To analyze the aggregation of risk factors in elderly patients with ischemic stroke.

Methods

Convenience sampling method was used to select ischemic stroke patients aged 60 years or older who were hospitalized in the Department of Neurology and Neurosurgery of a Grade-A tertiary hospital in Beijing from July 2021 to June 2022 as subjects. A self-designed questionnaire was used to investigate the demographic characteristics of the patients (gender, age, height, weight, education level, way of admission, form of disease, smoking and drinking) and chronic medical history (hypertension, coronary heart disease, diabetes, hyperlipidemia and atrial fibrillation). SPSS 22.0 software was used for statistical analysis. The incidence of different demographic risk factors and the aggregation of different risk factors were analyzed by chi-square test or Fisher's exact probability method, and the influencing factors of the aggregation of risk factors were analyzed by multiple logistic regression.

Results

A total of 190 elderly patients with ischemic stroke were included in this study.

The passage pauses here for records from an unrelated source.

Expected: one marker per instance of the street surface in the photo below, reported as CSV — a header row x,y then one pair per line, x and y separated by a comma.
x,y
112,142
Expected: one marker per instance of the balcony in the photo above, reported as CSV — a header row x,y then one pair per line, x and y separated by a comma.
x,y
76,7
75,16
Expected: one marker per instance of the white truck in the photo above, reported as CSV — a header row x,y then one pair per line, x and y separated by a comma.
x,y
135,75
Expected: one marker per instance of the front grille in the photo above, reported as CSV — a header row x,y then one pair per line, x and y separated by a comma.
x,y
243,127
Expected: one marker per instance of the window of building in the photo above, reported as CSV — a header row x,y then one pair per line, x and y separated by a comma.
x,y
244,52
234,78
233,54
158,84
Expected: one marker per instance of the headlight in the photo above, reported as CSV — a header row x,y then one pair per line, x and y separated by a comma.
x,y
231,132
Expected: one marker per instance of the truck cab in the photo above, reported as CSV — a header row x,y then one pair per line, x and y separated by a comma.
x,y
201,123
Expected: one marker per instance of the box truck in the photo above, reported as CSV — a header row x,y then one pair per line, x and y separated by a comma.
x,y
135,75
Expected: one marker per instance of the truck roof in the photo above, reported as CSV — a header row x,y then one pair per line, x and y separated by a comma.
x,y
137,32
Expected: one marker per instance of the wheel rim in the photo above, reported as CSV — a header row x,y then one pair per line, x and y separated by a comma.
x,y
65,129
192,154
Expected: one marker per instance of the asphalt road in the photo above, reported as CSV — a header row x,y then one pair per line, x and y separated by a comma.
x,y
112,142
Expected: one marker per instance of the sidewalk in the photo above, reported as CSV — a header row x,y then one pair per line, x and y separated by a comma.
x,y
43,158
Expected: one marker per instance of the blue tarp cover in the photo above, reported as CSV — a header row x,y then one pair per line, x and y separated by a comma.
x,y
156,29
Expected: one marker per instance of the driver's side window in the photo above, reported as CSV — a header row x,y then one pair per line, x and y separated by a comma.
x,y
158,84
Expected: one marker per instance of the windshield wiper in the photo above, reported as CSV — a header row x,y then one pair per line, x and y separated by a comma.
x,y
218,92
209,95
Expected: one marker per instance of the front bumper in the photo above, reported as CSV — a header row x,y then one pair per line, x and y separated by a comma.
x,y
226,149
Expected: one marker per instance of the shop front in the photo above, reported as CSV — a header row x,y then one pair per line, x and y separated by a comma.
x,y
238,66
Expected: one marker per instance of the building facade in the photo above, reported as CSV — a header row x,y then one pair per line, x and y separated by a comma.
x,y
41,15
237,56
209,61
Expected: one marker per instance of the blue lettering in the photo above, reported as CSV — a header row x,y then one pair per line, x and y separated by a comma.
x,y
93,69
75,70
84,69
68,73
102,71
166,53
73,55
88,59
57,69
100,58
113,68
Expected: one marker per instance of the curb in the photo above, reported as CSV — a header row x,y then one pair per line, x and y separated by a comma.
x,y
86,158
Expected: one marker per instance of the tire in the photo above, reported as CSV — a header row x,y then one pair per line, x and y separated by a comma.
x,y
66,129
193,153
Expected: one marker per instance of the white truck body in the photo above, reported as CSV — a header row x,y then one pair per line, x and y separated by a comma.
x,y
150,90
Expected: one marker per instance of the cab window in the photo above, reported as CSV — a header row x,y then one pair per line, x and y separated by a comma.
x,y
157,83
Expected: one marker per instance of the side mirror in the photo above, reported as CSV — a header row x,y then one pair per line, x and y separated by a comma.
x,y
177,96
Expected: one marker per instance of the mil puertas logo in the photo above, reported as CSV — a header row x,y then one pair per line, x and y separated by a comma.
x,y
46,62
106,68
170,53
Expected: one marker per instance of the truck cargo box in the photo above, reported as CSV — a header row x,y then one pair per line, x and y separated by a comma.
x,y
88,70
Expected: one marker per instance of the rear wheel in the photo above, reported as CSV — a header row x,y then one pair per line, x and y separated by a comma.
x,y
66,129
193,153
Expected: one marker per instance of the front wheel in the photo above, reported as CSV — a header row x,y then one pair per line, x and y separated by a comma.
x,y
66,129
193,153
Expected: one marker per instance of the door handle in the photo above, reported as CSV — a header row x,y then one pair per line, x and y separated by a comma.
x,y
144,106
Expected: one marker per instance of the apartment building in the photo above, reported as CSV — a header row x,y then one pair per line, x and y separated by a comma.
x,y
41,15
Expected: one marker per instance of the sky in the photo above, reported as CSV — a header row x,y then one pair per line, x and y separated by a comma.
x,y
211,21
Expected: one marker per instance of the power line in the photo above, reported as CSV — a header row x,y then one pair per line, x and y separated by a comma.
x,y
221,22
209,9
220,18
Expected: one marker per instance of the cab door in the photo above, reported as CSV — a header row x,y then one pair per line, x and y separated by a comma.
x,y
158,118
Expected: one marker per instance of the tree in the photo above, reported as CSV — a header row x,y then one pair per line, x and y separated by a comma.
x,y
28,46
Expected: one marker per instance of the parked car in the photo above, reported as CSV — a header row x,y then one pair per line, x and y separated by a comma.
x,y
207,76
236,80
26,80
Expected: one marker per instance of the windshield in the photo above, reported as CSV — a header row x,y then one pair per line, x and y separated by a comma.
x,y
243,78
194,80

The detection rates of hypertension, coronary heart disease, diabetes mellitus, hyperlipidemia, atrial fibrillation, overweight or obesity, smoking, and alcohol consumption were 73.7%, 30.0%, 40.5%, 51.6%, 8.9%, 61.1%, 45.8%, 40.5%, respectively. The aggregation rate of ≥4 risk factors in patients with junior high school education or below was 32.4%, which was higher than that in patients with senior high school education or above (16.5%), the difference was statistically significant (χ2=7.377, P<0.05). The aggregation rate of ≥4 risk factors in rural patients was 28.0%, which was higher than that of ≥4 risk factors in urban patients (4.5%), the difference was statistically significant (P<0.05). Logistic regression analysis showed that patients with junior high school education or below had a higher proportion of ≥4 risk factors than those with senior high school education or above (OR=4.857, 95%CI: 1.063-22.191, P=0.041). The proportion of ≥4 risk factors in rural patients was higher than that in urban patients (OR=23.500, 95%CI: 2.095-263.597, P=0.010).

Conclusions

The aggregation of risk factors in elderly ischemic stroke patients is related to gender and place of residence, and the risk factors tended to be aggregated. The prevention and treatment of cardiovascular and cerebrovascular diseases should focus on rural residents with multiple risk factors and low education levels.